By William Wolf

UNDER THE SAND  Send This Review to a Friend

If you want to see an especially fine performance, catch Charlotte Rampling in "Under the Sand." This is mostly her movie as she portrays Marie, whose husband's sudden disappearance turns her life inside out. The French drama, directed and co-written by Francois Ozon, is structured around the crisis Marie faces, and Rampling is riveting as she sweeps us into the orbit of this character who must come to grips with reality but can't.

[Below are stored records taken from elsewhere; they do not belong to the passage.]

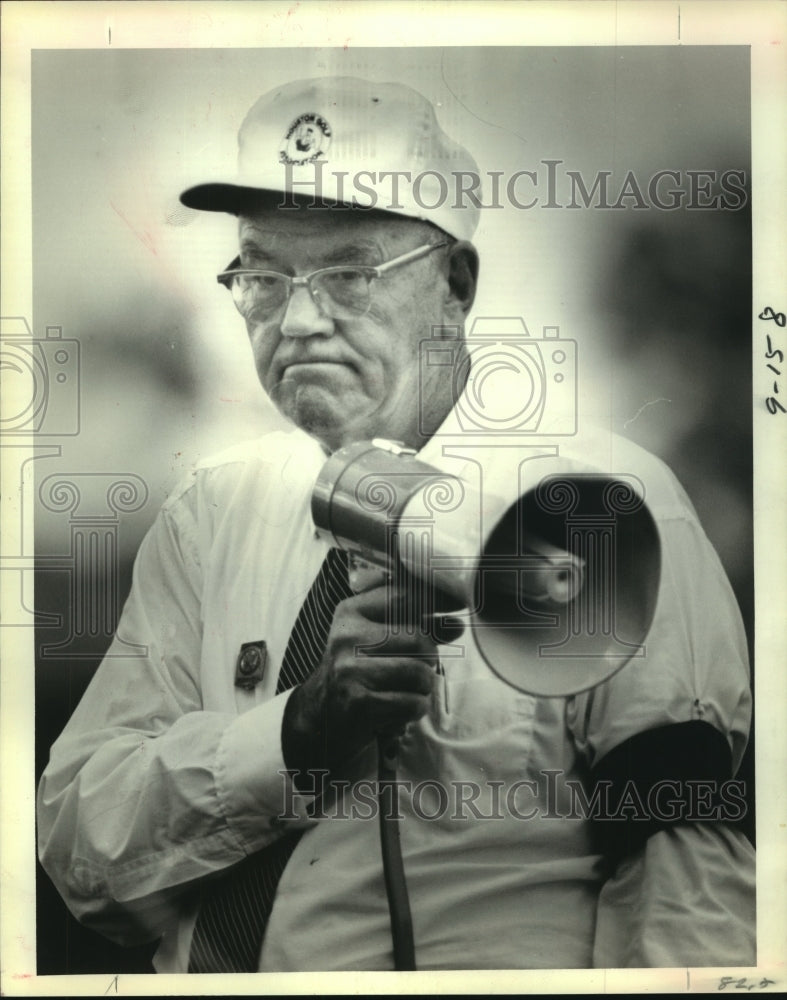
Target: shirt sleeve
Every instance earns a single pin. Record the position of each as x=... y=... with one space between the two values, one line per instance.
x=693 y=665
x=686 y=899
x=146 y=791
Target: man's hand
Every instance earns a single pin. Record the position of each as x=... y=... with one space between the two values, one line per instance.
x=353 y=696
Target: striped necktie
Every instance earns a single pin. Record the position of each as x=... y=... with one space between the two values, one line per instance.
x=234 y=909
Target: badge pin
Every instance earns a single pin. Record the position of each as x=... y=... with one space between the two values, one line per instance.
x=251 y=664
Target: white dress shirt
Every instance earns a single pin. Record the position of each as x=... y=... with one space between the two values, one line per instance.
x=168 y=772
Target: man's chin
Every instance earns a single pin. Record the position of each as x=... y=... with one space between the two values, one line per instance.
x=320 y=415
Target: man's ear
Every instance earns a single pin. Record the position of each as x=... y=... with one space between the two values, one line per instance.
x=462 y=276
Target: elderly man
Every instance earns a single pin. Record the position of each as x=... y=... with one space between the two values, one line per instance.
x=209 y=792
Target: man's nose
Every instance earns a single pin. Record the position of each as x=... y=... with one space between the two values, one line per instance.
x=303 y=317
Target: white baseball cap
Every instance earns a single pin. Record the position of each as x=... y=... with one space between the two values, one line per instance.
x=350 y=141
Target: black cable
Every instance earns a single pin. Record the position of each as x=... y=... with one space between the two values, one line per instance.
x=393 y=867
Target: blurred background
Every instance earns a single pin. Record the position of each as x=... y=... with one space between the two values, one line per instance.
x=658 y=301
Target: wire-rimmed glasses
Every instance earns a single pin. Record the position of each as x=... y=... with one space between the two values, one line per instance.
x=340 y=291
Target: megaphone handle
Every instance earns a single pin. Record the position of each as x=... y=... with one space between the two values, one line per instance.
x=393 y=866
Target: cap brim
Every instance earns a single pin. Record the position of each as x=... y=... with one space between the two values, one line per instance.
x=222 y=197
x=235 y=198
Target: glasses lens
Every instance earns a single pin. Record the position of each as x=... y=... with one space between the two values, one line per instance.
x=346 y=288
x=260 y=293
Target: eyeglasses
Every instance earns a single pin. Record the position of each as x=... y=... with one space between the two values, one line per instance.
x=339 y=292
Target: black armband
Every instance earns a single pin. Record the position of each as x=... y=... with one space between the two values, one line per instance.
x=661 y=778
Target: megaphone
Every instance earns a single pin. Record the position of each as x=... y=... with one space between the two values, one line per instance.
x=559 y=575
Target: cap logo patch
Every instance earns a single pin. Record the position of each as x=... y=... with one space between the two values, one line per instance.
x=306 y=140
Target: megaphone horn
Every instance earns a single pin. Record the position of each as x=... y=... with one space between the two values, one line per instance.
x=559 y=579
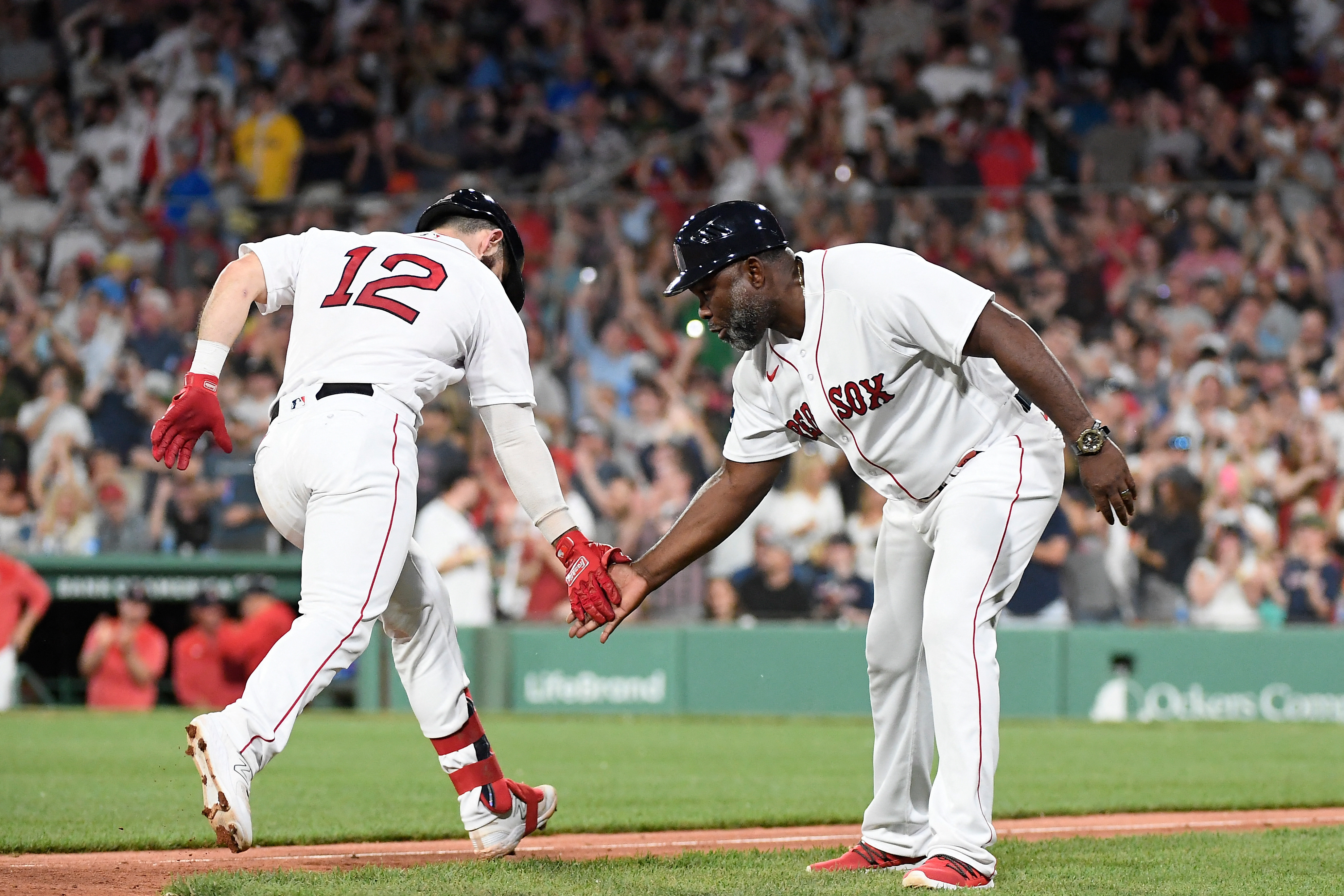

I have long admired Rampling's acting, most of all her startling performance opposite Dirk Bogarde in the 1974 film "The Night Porter," a controversial film about a sado-masochistic relationship between a Holocaust survivor and the Nazi who had tortured her in a concentration camp. The new film is her best work in years as she inhabits the character of Marie, who is shocked when her husband Jean (Bruno Cremer) vanishes while she naps at the beach during a vacation. Did he drown? Could it have been suicide? Did he just run away?

Marie has trouble even facing the fact that Jean has gone and she astonishes her friends when she speaks of him in the present tense. Whether with dialogue or pauses, animated movements or the look in her eyes, Rampling is utterly convincing and elicits sympathy for this troubled lady trying to get her life back. At one point she becomes involved with Jacques Nolot as Vincent, but although she is able, even eager, to make love, she can't move into a serious new relationship. Rampling is not shy about exposing her body in the sex scenes, and at 55 she looks great.

Ozon has directed in a manner that emphasizes the mystery, and it helps that Jean, as imagined by Marie, appears physically in various scenes to embody what his wife is thinking. Alexandra Stewart is important in the role of Amanda, Marie's friend who tries to put her in touch with reality. Essentially this is a film about coping with loss, a subject that goes beyond the specific circumstances of this plot and should strike a nerve with viewers who have had to cope with a personal, devastating loss.

Apart from being engrossing, "Under the Sand" is worth seeing to remind oneself of what powerful acting is all about. A Winstar Cinema release.